Aquaculture for all

Nigeria Targets Million Ton Annual Fish Output

Sustainability Economics Politics +4 more

NIGERIA - The southeast states of Nigeria have embraced catfish farming with the determination to make significant production input to the targeted one million metric tons annual national output in five years time.

This development became public, when Abia state, the fourth in the zone to have its Catfish Farmers Association ( CAFAN ) formally inaugurated by the National President, Tayo Akingbolagun in Umuahia, saying that the south east zone has great potential to make success of fish farming.

According to Nigerian news agency TheGuardian, CAFAN has been inaugurated in almost all the southeast states and Delta, whose representatives including those of Akwa Ibom attended the Abia state inauguration.

Akingbolagun said that catfish farming will create over 500,000 jobs with substantial number in the south east, when this annual national target of one million metric tons of catfish becomes realised by 2018.

He said that actualising this target was hinged on the federal government’s Agricultural Transformation Agenda that set into motion an articulated Aquaculture Value Chain Development programme and its involvement in a five-year aquaculture development plan in collaboration with the Food and Agriculture Organization (FAO), which will be private sector driven.

Akingbolagun said that Nigeria’s potential for aquaculture is about four million metric tons annually with consumption estimate of 2.66 million tons adding that about 1.44 million tons of fish amounting to N100 billion annually are imported against the total nation’s production figure of 780,000 metric tons.

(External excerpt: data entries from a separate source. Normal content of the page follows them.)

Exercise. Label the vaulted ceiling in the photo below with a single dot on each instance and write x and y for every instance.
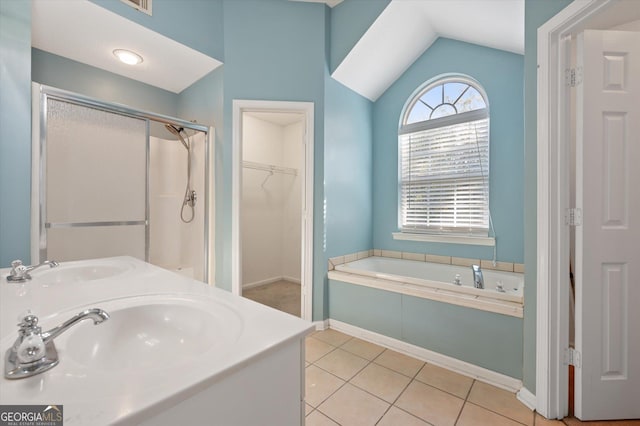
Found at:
(406, 28)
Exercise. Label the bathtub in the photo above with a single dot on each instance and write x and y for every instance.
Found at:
(436, 281)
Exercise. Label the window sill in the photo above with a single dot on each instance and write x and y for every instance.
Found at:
(451, 239)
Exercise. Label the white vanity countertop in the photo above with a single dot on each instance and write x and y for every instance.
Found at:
(126, 396)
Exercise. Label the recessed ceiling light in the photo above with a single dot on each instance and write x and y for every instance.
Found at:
(127, 56)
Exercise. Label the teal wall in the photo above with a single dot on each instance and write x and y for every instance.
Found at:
(263, 61)
(63, 73)
(15, 130)
(348, 170)
(486, 339)
(274, 50)
(501, 75)
(537, 12)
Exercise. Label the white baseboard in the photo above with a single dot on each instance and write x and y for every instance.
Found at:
(480, 373)
(269, 281)
(527, 398)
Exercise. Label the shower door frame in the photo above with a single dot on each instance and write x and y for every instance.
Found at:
(40, 95)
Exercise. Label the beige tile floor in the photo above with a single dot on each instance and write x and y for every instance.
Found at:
(351, 382)
(281, 295)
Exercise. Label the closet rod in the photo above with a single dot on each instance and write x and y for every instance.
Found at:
(269, 168)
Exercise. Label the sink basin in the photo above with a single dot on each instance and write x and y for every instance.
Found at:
(155, 335)
(71, 273)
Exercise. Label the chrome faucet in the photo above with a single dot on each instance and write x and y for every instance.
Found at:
(20, 273)
(478, 280)
(33, 352)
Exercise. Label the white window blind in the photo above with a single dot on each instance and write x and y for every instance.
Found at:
(444, 177)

According to him, Nigeria has a coastline of about 853 kilometers with suitable enormous water resources favoring aquaculture and available aquaculture production area of 1.7 million hectares.

He therefore urged south easterners to engage in aquaculture saying, "The challenges in the fisheries sub sector should be seen as untapped opportunities waiting to be explored."

The state resident Federal Director of Agriculture, Ebere Oziri, who said that about $500 million was expended in importing fish annually into the country, will be channeled to other sectors when the national target is achieved.

He said the inauguration of fish farming in the zone will help the fish farmers to form a common front through which they will attract government assistance. “It is when they come together that the cost of fish feeds will be reduced hence government has been willing to subsidise fish feeds in order to ultimately.

Announcing Abia state government support, the State Commissioner for Agriculture, Ike Onyenweaku said that under the Aquaculture Action Plan, the state government will provide baseline data of both farmers and potentials of the state in Aquaculture, train farmers along all the Value Chain in Aquaculture, provide them fish seeds and other needed inputs, help them to have access to the Nigerian Incentive-Based Risk-Sharing System of Agricultural Lending fund , provide land and Infrastructure for the establishment of fish markers/processing centres in all the 17 LGAs of the state.

State CAFAN Chairman, Prince George Akomas, who said that the members had the potentials to succeed, described the state chapter inauguration as one that will actualise government intentions towards, produce protein at affordable price to the people , pledging that they will work towards reducing the importation of fish into the country before very long.

Chairman of the State Farmers Association, Dunlop Okoro, who collaborated that there is a lot of market and return on investment on fish farming, urged CAFAN to collaborate with his association for their desired success.